Acer saccharum (Sugar Maple) Sap & Freezing This may or may not be the appropriate scientific discipline to ask this question of, but I'll give it a shot. I'll happily invite chemists to chime in as well.
It's time to tap sugar maples in the North East USA once again. What we essentially pull from the trees via taps is a sugar solution that, using reverse osmosis and evaporation, produces maple syrup. But there's a old tradition that's caused me a bit of concern. When buckets are hung (a dying method of collecting, usually big operations use tubing), sap is collected as the day warms up. At night, and especially on very cold nights, large portions of the sap freeze. I've noticed a lot of older sap producers toss out the ice, sometimes a substantial amount, saying that what is left is more concentrated sugar-water, and the ice is pure water.
But I'm not sure if I believe that. First of all, most sap is a 2% to 6% sugar solution, meaning that, at 2%, you'll need roughly 43 gallons of sap to produce 1 gallon of syrup. Syrup is defined as > or = 66% sugar (Sucrose). And I've seen sap run through reverse osmosis (which is then about 10% sugar), freezing up after an overnight below zero.
With that bloated introduction, my questions are as follows: Assuming you have 1 liter of pure water, vs 2% sap, vs 10% sap (solution I assume), at what temperatures will each solution start to freeze.
Secondly, when any of these solutions freeze, is it only pure water that is freezing initially? Or is the ice actually a mix of sucrose and pure water? And if it is separating pure water from sucrose, forming a more concentrated solution, at what temperature or time (again, assuming 1 liter and a constant atmospheric pressure) will the more concentrated solution start freezing?
Finally, many pails and the sap have lots of particles in it. This can range from bugs to wood chips to bits of dust, dirt, and corrosion. Although it might seem a separate topic, this may also influence freezing rates and should be taken into consideration when trying to answer this question.
The point is this: We don't want to throw away the valuable sucrose the tree is providing, but we want to be more efficient in removing water from the solution to form syrup. Is tossing out ice that forms in the buckets overnight helping with that efficiency, or are we actually throwing out valuable sucrose that could be made into syrup?
 A: 
Is tossing out ice that forms in the buckets overnight helping with that efficiency, or are we actually throwing out valuable sucrose that could be made into syrup.

There's an easy way to test: take a sample of the discarded ice, melt it, measure the volume $V$, evaporate it until only solids remain, weigh the solids, and compute the percent dissolved solid, $X=m/V$.
This will give you a more straightforward (and more accurate) measure of exactly how much you're throwing away than theoretical calculations, and it's syrup-tapping season, so it should be very convenient to conduct the experiment.
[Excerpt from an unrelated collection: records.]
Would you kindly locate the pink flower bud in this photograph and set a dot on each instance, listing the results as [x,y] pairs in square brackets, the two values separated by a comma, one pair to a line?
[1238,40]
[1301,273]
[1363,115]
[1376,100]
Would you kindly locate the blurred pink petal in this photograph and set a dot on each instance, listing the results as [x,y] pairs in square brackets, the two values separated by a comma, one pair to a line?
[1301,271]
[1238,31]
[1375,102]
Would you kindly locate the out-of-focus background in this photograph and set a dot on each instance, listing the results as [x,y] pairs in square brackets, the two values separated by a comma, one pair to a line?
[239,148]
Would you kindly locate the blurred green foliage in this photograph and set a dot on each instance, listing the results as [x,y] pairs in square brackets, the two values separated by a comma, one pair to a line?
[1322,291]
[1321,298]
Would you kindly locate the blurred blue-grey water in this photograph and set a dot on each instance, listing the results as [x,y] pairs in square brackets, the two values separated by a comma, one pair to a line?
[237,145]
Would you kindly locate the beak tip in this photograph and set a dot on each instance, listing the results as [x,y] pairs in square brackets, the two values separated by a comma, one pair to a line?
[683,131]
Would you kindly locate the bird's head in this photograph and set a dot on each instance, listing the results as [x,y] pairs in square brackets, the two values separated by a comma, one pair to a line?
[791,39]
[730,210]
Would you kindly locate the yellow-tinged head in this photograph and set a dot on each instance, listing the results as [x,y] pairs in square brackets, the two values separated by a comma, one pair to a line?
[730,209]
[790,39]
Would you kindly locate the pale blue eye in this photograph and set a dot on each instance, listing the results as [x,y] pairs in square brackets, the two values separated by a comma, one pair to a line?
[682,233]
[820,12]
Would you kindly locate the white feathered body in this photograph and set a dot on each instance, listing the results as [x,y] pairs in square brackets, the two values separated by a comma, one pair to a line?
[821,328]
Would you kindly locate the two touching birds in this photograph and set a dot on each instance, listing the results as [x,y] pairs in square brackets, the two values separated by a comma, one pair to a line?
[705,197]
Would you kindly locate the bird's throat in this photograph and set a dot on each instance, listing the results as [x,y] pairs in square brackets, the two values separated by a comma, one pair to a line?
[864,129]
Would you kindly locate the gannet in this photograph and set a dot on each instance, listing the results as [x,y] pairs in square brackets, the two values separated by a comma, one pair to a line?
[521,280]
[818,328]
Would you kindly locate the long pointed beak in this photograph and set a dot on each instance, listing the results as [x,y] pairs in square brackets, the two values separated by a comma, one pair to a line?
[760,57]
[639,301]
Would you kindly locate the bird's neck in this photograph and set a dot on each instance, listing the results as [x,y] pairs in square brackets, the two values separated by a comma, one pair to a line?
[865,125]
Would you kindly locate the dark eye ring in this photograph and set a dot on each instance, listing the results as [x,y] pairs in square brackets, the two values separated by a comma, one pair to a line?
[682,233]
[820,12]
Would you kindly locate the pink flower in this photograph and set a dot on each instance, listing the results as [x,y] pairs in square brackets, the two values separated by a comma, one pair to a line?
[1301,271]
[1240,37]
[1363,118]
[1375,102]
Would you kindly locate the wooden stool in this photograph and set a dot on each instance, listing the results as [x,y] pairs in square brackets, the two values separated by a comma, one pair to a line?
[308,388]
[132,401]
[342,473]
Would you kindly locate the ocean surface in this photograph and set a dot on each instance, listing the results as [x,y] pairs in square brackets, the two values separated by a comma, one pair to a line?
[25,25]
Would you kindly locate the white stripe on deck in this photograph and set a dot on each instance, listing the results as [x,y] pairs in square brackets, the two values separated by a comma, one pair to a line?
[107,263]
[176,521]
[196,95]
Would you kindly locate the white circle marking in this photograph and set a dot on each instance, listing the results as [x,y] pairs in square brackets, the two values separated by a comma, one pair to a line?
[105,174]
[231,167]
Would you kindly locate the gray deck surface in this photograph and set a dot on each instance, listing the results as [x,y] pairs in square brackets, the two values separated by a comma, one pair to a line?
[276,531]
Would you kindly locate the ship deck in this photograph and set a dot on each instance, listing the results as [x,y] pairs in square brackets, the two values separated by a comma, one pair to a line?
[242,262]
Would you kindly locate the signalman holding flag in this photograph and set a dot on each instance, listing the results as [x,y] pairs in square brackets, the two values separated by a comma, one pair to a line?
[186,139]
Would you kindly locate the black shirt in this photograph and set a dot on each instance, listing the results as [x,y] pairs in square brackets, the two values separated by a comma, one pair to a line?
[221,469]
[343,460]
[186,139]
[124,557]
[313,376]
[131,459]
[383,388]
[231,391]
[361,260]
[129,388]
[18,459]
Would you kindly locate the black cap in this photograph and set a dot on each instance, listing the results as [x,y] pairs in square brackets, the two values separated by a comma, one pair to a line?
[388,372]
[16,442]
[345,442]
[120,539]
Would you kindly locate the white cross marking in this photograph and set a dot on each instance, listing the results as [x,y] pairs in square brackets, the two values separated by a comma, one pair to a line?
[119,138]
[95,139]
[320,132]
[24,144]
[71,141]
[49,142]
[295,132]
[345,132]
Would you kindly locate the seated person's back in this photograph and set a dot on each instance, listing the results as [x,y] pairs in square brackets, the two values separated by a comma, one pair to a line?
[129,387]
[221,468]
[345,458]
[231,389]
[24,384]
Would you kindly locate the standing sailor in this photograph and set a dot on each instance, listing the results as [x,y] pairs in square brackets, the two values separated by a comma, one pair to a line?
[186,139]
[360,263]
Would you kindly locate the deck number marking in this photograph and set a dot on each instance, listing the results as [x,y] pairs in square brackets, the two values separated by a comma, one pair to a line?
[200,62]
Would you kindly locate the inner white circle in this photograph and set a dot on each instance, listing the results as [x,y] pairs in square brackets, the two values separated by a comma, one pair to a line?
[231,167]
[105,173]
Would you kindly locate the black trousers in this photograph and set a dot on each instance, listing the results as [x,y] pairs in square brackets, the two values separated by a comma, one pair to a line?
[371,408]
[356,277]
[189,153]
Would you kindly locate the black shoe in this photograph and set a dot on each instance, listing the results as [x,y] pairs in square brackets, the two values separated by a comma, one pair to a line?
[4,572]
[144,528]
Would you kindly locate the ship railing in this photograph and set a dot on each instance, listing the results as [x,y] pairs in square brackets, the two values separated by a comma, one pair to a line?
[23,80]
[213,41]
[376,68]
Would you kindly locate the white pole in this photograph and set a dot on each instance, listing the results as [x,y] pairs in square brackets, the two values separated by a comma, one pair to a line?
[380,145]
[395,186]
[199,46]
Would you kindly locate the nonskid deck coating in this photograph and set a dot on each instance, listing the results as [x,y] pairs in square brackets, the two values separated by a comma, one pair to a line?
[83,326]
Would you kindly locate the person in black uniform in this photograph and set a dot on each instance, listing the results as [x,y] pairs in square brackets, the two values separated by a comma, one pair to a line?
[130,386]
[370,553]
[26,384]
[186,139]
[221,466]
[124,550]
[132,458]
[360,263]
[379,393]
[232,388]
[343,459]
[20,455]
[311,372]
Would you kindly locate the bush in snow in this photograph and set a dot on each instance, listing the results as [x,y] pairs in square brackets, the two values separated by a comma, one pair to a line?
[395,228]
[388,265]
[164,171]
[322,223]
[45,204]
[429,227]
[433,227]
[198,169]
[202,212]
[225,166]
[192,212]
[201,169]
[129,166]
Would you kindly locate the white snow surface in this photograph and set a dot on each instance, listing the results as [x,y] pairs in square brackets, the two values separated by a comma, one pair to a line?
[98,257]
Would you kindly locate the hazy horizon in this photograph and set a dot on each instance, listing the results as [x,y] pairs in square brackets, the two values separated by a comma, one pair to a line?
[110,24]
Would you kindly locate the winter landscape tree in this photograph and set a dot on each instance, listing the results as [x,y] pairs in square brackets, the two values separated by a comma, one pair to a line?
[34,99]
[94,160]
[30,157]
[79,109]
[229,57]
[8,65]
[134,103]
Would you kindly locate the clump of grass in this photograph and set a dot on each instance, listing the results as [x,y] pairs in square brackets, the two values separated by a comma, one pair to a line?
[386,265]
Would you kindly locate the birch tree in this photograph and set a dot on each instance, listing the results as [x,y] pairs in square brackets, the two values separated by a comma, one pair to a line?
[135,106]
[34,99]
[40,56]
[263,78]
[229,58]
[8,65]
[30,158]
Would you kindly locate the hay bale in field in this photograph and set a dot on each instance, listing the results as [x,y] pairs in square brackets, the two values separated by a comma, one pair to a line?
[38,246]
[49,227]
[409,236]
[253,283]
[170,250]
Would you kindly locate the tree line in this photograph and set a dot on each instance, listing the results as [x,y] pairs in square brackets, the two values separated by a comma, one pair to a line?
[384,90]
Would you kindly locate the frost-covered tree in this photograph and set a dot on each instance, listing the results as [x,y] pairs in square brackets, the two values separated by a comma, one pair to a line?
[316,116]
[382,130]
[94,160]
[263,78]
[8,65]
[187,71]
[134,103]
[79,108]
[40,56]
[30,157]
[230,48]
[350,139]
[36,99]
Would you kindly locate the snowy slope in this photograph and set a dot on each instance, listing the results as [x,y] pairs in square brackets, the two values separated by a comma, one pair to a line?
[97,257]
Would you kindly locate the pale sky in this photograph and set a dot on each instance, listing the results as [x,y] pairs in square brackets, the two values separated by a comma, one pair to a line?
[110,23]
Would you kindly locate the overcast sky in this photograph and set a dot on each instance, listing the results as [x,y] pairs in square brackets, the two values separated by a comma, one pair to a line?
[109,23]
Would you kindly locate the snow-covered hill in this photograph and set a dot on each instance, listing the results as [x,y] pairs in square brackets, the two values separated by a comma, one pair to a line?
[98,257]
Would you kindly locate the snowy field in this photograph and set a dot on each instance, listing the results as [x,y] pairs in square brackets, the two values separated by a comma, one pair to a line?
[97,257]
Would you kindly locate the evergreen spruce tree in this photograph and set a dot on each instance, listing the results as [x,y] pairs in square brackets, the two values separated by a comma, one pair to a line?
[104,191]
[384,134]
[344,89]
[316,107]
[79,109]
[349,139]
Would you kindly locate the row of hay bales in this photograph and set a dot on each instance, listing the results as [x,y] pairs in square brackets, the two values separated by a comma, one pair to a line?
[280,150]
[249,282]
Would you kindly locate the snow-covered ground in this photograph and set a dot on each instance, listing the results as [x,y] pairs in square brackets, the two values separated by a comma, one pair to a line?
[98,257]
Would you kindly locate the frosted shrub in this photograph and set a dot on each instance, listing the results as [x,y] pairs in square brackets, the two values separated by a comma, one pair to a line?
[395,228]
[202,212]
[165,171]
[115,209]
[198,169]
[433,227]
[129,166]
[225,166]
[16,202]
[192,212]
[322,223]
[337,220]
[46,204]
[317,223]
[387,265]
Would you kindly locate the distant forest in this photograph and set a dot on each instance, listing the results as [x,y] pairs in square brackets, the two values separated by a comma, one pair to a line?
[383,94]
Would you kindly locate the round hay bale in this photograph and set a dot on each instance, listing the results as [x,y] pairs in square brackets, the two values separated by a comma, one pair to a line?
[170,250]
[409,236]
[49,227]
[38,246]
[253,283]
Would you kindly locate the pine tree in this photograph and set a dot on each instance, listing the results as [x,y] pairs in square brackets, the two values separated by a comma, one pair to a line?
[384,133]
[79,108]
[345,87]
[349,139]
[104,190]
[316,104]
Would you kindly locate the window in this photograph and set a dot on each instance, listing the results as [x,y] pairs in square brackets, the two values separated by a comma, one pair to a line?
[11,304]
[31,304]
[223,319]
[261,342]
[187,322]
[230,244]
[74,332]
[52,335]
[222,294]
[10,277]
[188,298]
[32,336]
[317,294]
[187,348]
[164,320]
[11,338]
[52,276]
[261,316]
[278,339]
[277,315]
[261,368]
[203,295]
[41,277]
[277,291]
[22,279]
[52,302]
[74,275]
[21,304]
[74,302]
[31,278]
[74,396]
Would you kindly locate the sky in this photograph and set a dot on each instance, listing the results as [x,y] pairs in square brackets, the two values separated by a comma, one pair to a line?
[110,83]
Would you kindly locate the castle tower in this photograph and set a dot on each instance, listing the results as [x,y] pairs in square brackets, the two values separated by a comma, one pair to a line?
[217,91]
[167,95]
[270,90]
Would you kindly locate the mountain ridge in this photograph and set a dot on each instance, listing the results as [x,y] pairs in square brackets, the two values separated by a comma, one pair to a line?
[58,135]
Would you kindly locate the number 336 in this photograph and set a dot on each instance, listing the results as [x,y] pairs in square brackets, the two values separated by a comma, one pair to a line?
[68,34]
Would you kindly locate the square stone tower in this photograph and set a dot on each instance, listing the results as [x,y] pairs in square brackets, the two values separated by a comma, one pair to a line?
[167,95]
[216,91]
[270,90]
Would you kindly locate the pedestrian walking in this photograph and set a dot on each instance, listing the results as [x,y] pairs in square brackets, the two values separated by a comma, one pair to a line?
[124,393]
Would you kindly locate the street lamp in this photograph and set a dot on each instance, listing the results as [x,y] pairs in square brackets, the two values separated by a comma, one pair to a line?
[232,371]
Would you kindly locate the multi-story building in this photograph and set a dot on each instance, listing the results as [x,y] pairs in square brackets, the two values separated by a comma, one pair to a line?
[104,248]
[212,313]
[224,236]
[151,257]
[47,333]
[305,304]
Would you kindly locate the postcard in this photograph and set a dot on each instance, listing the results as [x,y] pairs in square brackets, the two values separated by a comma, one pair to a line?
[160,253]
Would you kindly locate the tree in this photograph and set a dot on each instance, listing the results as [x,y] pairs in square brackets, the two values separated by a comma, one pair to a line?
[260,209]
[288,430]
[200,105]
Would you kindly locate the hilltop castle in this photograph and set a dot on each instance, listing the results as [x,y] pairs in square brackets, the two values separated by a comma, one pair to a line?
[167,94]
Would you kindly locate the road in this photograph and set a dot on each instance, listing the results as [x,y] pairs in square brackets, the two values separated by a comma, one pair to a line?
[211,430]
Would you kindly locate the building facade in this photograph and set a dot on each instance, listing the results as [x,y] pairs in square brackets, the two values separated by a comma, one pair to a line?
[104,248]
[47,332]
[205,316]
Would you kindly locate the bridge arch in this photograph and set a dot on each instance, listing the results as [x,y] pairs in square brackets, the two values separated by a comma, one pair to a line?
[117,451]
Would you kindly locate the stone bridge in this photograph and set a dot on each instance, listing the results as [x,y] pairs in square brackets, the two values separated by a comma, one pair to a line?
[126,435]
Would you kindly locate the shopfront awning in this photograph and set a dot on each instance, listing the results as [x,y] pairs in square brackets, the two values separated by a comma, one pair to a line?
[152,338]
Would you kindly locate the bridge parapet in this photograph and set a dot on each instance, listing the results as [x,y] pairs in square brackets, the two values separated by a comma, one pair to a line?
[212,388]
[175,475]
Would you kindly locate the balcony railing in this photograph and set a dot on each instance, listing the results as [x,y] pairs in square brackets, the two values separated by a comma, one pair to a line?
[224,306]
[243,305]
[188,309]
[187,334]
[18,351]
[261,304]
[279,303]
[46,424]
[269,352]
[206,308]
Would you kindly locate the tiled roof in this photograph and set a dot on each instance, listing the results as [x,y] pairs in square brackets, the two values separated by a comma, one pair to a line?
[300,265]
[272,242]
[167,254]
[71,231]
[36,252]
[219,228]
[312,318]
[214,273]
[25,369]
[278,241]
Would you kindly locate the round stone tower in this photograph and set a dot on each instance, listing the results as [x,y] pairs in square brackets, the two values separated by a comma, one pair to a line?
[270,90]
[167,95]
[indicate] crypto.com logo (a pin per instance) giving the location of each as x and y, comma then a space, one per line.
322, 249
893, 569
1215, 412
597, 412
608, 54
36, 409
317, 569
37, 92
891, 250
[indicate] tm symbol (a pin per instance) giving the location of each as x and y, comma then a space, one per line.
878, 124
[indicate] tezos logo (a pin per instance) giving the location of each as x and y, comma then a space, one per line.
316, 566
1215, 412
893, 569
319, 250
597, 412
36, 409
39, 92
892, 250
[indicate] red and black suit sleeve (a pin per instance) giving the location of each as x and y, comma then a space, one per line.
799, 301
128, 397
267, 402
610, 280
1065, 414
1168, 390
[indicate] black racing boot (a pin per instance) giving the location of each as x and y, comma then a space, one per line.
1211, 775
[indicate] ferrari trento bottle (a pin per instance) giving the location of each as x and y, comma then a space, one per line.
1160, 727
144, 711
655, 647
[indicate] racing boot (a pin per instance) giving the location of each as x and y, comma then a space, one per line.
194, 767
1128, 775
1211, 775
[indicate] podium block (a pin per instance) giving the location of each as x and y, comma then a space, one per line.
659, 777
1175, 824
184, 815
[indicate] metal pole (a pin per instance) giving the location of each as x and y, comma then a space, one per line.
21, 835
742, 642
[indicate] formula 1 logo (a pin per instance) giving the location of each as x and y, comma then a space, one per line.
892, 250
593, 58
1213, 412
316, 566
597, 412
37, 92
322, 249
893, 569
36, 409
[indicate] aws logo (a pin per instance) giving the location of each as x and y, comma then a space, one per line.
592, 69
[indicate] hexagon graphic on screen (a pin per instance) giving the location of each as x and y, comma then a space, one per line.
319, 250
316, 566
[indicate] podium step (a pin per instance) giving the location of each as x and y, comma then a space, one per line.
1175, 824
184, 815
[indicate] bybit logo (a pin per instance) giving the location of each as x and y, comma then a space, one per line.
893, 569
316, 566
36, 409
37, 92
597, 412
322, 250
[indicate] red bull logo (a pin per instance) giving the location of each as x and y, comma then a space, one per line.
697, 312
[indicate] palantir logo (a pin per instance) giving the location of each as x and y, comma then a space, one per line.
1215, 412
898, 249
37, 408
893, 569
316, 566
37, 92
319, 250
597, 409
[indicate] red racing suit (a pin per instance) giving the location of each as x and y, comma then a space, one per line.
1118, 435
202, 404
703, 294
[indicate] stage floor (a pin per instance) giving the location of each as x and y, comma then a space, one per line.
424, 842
I suspect that there is some sugar that is adhering to the ice (either on the surface or trapped in interstitial pockets that form during freezing due to solute precipitation), and this sugar will be lost in the process. However, whether it is cost-competitive with the additional energy expenditure that would otherwise be required to evaporate the ice that is discarded will crucially depend on the total dissolved solids content $X$, and the market price of maple syrup.
If you get a number after evaporating a sample of the ice, feel free to post it; it would be easy to calculate whether it is a cost-positive or cost-negative process.
A: Each mole of sucrose in a kilogram of water would depress the freezing point of water by 1.85 degrees C, according to Blagden's law (which is more valid at low concentrations). 
The molecular weight of sucrose is 342 grams/mole. 
So 2% sucrose should freeze around -0.1 C and 10% sucrose -0.5 C. 
Fractional freezing of grapes increases sugar concentration in the production of eisvien (ice wine). It is likely similar for maple syrup.  Certainly you would loss some sugar content when you throw out the ice.  The ice isn't pure water, it just has a lower concentration of sugar than the liquid phase.  
A: I have measured this with a refractometer.  This year my sugar level has been around 3% for sap.  I have isolated the ice and measured its sugar content and it is definitely lower (around 2%), so there is still a good amount of sugar in the ice.
An interesting anecdote is that this is how the Native Americans made their maple syrup, by skimming off the ice every morning to purify.